Performance Optimization of Wireless Sensor Networks

  • Author(s): GUO, JUN
  • Advisor(s): Jafarkhani, Hamid
  • et al.

In this dissertation, I study three factors, sensing quality, connectivity, and energy consumption in static/dynamic wireless sensor networks (WSNs). First, taking sensing quality and connectivity into account, I formulate the node deployment problem in both WSNs from a source coding perspective. According to our analysis, the techniques in regular quantizer can be applied to both homogeneous and heterogeneous WSNs. Second, a one-tier quantizer with parameterized distortion measures is proposed for 3-dimension node deployment problems. Similarly, a novel two-tier quantizer, which can be applied to energy conservation in two-tier WSNs consisting of N access points and M fusion centers, is appropriately defined and studied.
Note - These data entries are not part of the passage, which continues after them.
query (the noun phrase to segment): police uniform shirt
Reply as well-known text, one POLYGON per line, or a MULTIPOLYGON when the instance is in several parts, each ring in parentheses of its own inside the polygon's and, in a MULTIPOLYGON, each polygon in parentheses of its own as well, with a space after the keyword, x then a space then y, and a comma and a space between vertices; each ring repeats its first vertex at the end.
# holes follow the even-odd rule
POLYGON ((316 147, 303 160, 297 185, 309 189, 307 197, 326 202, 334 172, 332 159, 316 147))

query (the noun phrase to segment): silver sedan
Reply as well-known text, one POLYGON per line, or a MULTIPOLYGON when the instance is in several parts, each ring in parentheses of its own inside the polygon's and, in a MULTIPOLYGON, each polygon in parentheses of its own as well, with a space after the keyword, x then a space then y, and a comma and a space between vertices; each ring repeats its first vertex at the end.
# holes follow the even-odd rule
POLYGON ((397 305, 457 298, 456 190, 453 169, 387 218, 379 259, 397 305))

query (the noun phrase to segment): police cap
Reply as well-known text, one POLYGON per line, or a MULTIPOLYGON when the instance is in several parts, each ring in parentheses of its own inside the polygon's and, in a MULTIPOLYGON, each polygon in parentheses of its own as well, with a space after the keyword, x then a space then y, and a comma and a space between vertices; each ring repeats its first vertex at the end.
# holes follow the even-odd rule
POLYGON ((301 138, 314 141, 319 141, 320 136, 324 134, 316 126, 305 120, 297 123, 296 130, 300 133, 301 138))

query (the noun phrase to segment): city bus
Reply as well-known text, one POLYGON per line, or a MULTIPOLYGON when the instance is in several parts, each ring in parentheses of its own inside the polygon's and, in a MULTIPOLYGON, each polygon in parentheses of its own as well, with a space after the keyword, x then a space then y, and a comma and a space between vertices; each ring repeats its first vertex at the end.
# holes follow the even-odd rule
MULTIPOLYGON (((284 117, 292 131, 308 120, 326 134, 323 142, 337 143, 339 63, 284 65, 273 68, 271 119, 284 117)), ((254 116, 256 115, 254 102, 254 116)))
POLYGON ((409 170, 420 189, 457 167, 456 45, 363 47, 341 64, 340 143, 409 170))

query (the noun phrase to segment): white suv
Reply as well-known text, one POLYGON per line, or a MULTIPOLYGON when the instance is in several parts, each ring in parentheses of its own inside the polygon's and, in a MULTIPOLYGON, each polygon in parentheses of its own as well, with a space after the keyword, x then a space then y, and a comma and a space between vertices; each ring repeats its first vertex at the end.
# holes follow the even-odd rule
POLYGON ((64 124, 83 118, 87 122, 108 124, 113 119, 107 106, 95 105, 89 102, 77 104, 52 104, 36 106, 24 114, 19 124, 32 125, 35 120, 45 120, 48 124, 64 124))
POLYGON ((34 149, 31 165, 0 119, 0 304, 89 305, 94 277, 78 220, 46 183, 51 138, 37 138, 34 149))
In addition, to make a trade-off between sensing quality and communication energy consumption within static WSNs, routing algorithms are appropriately taken into the system model. Moreover, a comprehensive optimization problem is provided to process all three factors in a dynamic WSN where movement energy dominates total energy consumption. The necessary conditions for the optimal solutions in the above performance optimization problems are proposed in this dissertation. Based on these necessary conditions, a series of Lloyd-like algorithms are designed and implemented to optimize the performance in different WSNs. My experiment results show that the proposed algorithms outperform the existing algorithms in the corresponding WSNs.